生命保険はみなし相続財産として相続税の計算に入りますが、前述した基礎控除とは別に相続税の非課税枠があります。そのため、非課税枠を超えた部分に対して相続税がかかります。
生命保険の非課税枠とは
生命保険金は、残された相続人が安定した生活を送るために重要な役割を果たします。そのため、一定の範囲内までは相続税がかからないよう、非課税枠が設けられています。
非課税枠の計算式は、以下の通りです。
生命保険の非課税枠=500万円×法定相続人の数
たとえば、法定相続人が4人いる場合の非課税枠は、500万円×4人=2,000万円です。相続放棄した人がいる場合や、養子がいる場合の法定相続人を数える方法は、基礎控除の計算と同様です。
相続放棄をした人も法定相続人の数に入り、実子がいる場合の養子は1人まで、実子がいない場合の養子は2人まで法定相続人としてカウントできます。

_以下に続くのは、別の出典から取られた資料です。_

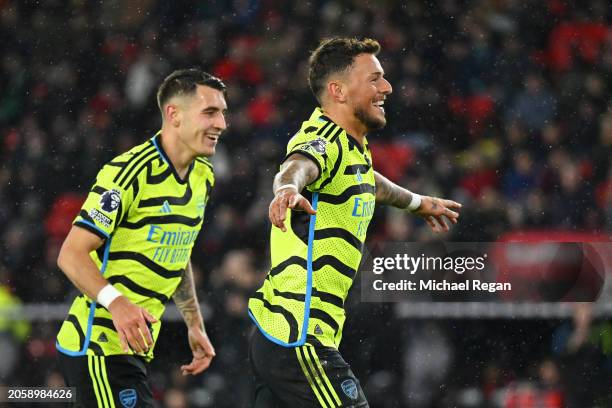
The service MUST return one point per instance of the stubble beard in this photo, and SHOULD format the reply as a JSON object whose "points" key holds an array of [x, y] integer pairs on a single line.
{"points": [[369, 121]]}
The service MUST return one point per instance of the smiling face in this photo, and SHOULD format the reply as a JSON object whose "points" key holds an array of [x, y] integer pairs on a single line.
{"points": [[200, 120], [366, 90]]}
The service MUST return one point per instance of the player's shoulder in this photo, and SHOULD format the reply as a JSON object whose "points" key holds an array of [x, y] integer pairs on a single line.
{"points": [[318, 129], [203, 167], [145, 148]]}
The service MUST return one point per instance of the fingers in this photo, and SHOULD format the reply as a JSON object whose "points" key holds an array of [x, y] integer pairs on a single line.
{"points": [[149, 316], [146, 333], [196, 366], [451, 204], [442, 223], [123, 341], [277, 212], [430, 221], [135, 339], [305, 205], [277, 206]]}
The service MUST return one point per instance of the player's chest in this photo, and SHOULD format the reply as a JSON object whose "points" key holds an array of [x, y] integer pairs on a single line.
{"points": [[171, 198]]}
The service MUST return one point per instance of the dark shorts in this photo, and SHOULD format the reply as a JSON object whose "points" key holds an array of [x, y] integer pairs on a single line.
{"points": [[111, 381], [304, 376]]}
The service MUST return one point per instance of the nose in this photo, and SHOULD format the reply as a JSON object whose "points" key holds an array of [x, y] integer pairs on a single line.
{"points": [[221, 122], [386, 88]]}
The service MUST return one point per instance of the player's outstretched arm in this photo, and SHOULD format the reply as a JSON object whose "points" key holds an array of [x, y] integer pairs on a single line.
{"points": [[432, 209], [187, 302], [130, 320], [296, 172]]}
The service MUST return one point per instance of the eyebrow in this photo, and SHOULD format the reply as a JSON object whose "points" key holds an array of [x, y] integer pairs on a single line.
{"points": [[214, 109]]}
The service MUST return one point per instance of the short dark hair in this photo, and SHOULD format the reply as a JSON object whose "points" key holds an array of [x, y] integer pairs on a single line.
{"points": [[335, 55], [184, 82]]}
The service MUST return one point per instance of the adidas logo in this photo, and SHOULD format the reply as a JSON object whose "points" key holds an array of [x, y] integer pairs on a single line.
{"points": [[166, 208]]}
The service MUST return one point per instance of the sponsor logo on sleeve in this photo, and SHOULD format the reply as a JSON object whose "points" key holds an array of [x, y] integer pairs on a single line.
{"points": [[128, 397], [315, 146], [100, 218], [110, 200]]}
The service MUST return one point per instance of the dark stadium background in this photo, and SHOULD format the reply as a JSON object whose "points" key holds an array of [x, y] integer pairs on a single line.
{"points": [[502, 105]]}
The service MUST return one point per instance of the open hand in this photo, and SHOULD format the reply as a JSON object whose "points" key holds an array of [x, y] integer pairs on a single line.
{"points": [[287, 198], [434, 210], [202, 349]]}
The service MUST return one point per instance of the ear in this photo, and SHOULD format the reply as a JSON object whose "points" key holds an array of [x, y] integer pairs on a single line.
{"points": [[172, 114], [337, 91]]}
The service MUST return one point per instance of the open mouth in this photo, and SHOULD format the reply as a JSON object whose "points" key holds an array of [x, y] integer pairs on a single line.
{"points": [[214, 138], [380, 105]]}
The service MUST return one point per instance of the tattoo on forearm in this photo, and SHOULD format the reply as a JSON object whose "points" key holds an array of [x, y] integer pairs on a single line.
{"points": [[390, 193], [186, 300], [298, 170]]}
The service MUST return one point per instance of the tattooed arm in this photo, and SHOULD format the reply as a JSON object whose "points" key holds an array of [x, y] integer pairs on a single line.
{"points": [[432, 209], [296, 172], [186, 301]]}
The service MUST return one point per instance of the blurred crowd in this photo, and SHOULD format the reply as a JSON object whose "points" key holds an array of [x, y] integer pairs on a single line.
{"points": [[501, 105]]}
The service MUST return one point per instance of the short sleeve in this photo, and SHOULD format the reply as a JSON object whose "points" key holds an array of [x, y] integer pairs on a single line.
{"points": [[318, 149], [106, 204]]}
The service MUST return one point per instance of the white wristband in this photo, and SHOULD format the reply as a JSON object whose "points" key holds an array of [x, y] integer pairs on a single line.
{"points": [[107, 295], [415, 203], [286, 186]]}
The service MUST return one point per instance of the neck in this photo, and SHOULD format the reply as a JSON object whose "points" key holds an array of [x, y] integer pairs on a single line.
{"points": [[343, 117], [178, 154]]}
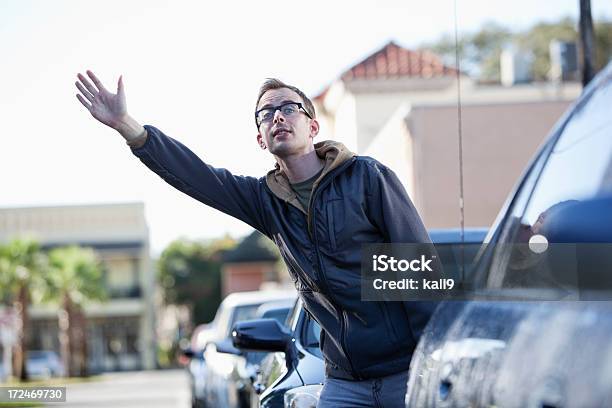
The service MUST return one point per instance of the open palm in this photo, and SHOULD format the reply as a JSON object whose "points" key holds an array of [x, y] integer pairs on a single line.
{"points": [[103, 105]]}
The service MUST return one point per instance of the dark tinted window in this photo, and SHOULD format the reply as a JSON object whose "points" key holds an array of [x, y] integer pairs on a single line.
{"points": [[578, 169], [310, 337]]}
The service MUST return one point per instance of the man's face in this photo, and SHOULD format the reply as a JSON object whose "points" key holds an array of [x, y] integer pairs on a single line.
{"points": [[284, 135]]}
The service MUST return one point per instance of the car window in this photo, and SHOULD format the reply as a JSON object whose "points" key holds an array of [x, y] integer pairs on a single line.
{"points": [[451, 254], [241, 313], [293, 315], [578, 168]]}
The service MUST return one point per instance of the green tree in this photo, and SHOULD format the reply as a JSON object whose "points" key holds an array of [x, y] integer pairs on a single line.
{"points": [[480, 51], [537, 40], [190, 274], [22, 265], [75, 278]]}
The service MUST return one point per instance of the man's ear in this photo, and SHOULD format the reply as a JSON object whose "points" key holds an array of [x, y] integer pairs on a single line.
{"points": [[261, 142], [314, 128]]}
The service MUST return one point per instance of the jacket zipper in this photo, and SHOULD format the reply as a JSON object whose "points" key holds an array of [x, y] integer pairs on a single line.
{"points": [[321, 275]]}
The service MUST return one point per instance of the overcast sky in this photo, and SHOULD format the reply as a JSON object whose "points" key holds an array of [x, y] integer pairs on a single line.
{"points": [[192, 69]]}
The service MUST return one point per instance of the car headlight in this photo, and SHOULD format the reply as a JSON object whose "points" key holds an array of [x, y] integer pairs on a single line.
{"points": [[303, 397]]}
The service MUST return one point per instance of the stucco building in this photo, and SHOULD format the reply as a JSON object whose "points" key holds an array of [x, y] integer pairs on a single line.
{"points": [[401, 107], [121, 331]]}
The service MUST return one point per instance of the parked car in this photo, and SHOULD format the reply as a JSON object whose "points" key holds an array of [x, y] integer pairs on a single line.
{"points": [[537, 329], [292, 376], [44, 364], [196, 367], [223, 372]]}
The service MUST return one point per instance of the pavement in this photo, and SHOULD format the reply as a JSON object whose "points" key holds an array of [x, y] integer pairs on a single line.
{"points": [[151, 389]]}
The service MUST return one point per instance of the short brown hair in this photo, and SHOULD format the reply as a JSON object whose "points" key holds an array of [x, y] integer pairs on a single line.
{"points": [[273, 83]]}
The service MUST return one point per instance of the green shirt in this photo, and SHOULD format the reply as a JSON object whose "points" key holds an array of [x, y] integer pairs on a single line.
{"points": [[303, 189]]}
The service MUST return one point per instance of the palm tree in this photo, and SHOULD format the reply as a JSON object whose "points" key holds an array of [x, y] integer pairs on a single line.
{"points": [[22, 265], [75, 278]]}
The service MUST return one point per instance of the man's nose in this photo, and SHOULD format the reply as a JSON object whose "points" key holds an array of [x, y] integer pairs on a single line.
{"points": [[278, 116]]}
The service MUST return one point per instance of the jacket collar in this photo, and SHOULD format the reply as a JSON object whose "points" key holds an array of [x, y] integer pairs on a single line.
{"points": [[334, 154]]}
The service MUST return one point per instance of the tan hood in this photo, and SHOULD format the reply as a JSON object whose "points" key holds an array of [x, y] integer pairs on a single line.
{"points": [[334, 154]]}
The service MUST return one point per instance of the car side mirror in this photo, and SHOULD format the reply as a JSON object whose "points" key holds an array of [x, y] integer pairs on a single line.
{"points": [[261, 335], [225, 346], [191, 353]]}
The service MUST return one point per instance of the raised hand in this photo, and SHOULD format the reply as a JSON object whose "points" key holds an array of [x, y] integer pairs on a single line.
{"points": [[106, 107]]}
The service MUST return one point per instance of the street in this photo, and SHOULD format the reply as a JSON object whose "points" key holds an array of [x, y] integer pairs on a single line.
{"points": [[164, 388]]}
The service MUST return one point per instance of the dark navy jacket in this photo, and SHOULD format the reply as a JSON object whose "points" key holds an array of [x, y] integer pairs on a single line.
{"points": [[356, 201]]}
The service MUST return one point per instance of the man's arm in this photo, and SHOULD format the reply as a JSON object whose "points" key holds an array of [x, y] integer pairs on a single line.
{"points": [[237, 196]]}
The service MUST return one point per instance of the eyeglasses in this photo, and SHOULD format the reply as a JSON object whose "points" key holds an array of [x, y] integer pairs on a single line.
{"points": [[266, 115]]}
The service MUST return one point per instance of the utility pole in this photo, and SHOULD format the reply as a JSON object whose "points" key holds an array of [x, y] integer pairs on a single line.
{"points": [[587, 42]]}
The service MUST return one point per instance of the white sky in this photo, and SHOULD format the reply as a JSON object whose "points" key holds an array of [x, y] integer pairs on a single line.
{"points": [[192, 69]]}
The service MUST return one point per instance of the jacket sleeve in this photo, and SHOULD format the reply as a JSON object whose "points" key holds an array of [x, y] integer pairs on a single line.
{"points": [[398, 220], [237, 196]]}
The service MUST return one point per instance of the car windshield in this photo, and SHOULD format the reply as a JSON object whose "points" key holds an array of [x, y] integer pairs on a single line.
{"points": [[576, 170]]}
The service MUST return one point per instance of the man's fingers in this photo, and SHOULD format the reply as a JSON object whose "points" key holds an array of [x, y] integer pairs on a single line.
{"points": [[87, 85], [84, 102], [120, 88], [96, 81], [84, 91]]}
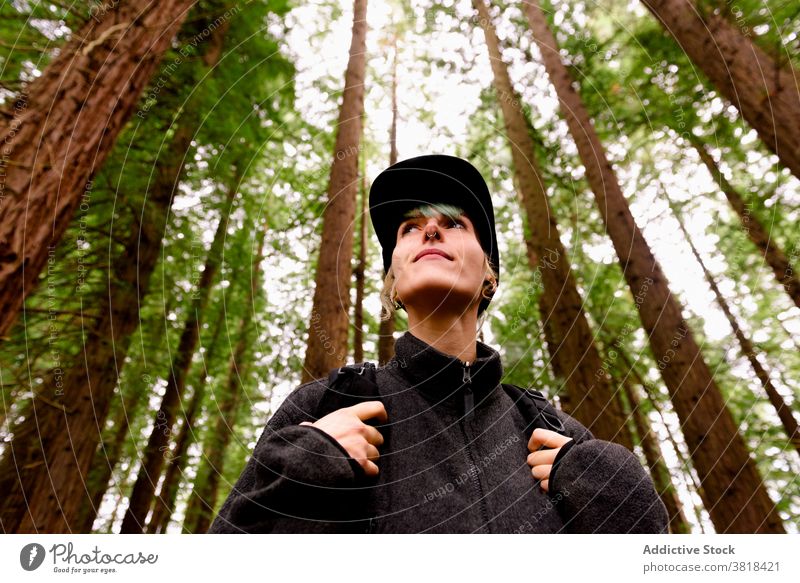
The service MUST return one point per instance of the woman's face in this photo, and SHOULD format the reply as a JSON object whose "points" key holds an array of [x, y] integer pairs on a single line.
{"points": [[438, 263]]}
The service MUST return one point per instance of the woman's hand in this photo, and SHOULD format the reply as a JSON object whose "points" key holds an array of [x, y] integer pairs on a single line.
{"points": [[541, 462], [359, 439]]}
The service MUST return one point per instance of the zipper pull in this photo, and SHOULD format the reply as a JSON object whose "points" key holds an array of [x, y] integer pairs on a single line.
{"points": [[469, 396]]}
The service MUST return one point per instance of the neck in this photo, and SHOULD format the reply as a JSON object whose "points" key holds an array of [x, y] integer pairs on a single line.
{"points": [[452, 335]]}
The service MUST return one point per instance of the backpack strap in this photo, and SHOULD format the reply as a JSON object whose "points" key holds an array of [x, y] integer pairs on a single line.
{"points": [[348, 386], [536, 410]]}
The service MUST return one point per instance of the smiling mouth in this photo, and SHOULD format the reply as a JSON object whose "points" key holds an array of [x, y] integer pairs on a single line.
{"points": [[432, 253]]}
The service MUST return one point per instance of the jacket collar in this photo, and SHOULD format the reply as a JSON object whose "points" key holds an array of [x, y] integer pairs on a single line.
{"points": [[439, 376]]}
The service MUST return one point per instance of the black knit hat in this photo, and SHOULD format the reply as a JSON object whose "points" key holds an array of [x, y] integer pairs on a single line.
{"points": [[432, 179]]}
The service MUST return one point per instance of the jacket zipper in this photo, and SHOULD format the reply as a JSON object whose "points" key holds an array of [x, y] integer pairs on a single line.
{"points": [[469, 396], [476, 483], [469, 406]]}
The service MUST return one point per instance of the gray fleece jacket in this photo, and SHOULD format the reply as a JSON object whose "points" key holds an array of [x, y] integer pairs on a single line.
{"points": [[451, 462]]}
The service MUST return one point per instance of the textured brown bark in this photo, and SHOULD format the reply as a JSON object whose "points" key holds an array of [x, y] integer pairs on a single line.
{"points": [[327, 331], [655, 462], [752, 226], [765, 92], [110, 451], [203, 498], [732, 491], [687, 476], [43, 473], [158, 444], [358, 309], [386, 328], [164, 504], [591, 395], [63, 128], [746, 346], [545, 309]]}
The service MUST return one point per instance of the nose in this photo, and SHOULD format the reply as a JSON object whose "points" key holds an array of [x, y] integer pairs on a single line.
{"points": [[431, 229]]}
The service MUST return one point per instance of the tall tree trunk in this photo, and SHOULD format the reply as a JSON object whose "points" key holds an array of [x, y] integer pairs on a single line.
{"points": [[766, 93], [327, 331], [746, 345], [105, 460], [655, 462], [203, 498], [63, 128], [43, 473], [110, 451], [756, 231], [358, 310], [589, 387], [386, 328], [165, 500], [143, 490], [733, 491]]}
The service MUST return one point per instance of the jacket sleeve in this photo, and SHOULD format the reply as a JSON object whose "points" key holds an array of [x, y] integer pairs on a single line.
{"points": [[296, 478], [601, 487]]}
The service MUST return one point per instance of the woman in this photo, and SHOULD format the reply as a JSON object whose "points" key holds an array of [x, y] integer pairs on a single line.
{"points": [[443, 449]]}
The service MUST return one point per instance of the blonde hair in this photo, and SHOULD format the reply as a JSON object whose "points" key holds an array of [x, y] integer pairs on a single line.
{"points": [[391, 303]]}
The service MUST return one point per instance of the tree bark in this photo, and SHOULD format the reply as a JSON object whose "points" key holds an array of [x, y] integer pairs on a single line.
{"points": [[732, 490], [50, 456], [766, 94], [63, 128], [591, 395], [327, 332], [386, 328], [165, 500], [158, 444], [752, 226], [359, 275], [203, 498], [655, 462], [746, 346]]}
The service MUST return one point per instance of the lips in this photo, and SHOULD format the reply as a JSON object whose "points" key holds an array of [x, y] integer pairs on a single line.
{"points": [[432, 251]]}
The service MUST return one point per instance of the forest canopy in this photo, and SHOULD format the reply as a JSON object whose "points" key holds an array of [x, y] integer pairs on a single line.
{"points": [[185, 238]]}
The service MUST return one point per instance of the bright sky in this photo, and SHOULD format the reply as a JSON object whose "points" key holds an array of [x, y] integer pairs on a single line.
{"points": [[451, 97], [319, 47]]}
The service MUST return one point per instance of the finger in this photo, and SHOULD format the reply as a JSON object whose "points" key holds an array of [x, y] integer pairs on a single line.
{"points": [[546, 456], [372, 453], [541, 472], [546, 438], [373, 436], [370, 468], [370, 410]]}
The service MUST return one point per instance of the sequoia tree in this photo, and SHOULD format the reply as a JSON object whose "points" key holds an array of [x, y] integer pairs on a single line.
{"points": [[764, 91], [327, 331], [63, 127], [732, 489], [143, 491], [591, 397]]}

なおこの非課税枠は、各相続人が受け取る保険金ごとに適用される限度額ではなく、相続人全体で受け取る保険金の合計額に対して適用される限度額であることに注意が必要です。もし、法定相続人が4人いて、受け取る死亡保険金の合計額が3,000万円の場合は、3,000万円から2,000万円を引いた1,000万円に対して相続税がかかります。
配偶者控除を適用する方法は?
相続税の制度として一般に「配偶者控除」と呼ばれるものは、税法上は正式に「配偶者に対する相続税額の軽減」といいます。以下では、正確を期すため「配偶者の税額軽減」という呼び方を用いて解説します。
相続税の計算において、配偶者が受け取る財産に対して「配偶者の税額軽減」の特例を利用することで、納税額を大きく抑えることが可能です。これは、配偶者が取得した遺産が法定相続分か1億6,000万円以下であれば、原則として相続税が課されないという非常に大きな税額低減効果を持つ制度です。
この特例を適用するには、まず遺産分割を行い、配偶者が取得する財産を明確にすることが前提です。遺言書があればその内容に基づいて、無ければ法定相続分を考慮して分割します。なお、遺産の一部に未分割のまま残っている場合、特例が適用できない可能性があるため注意が必要です。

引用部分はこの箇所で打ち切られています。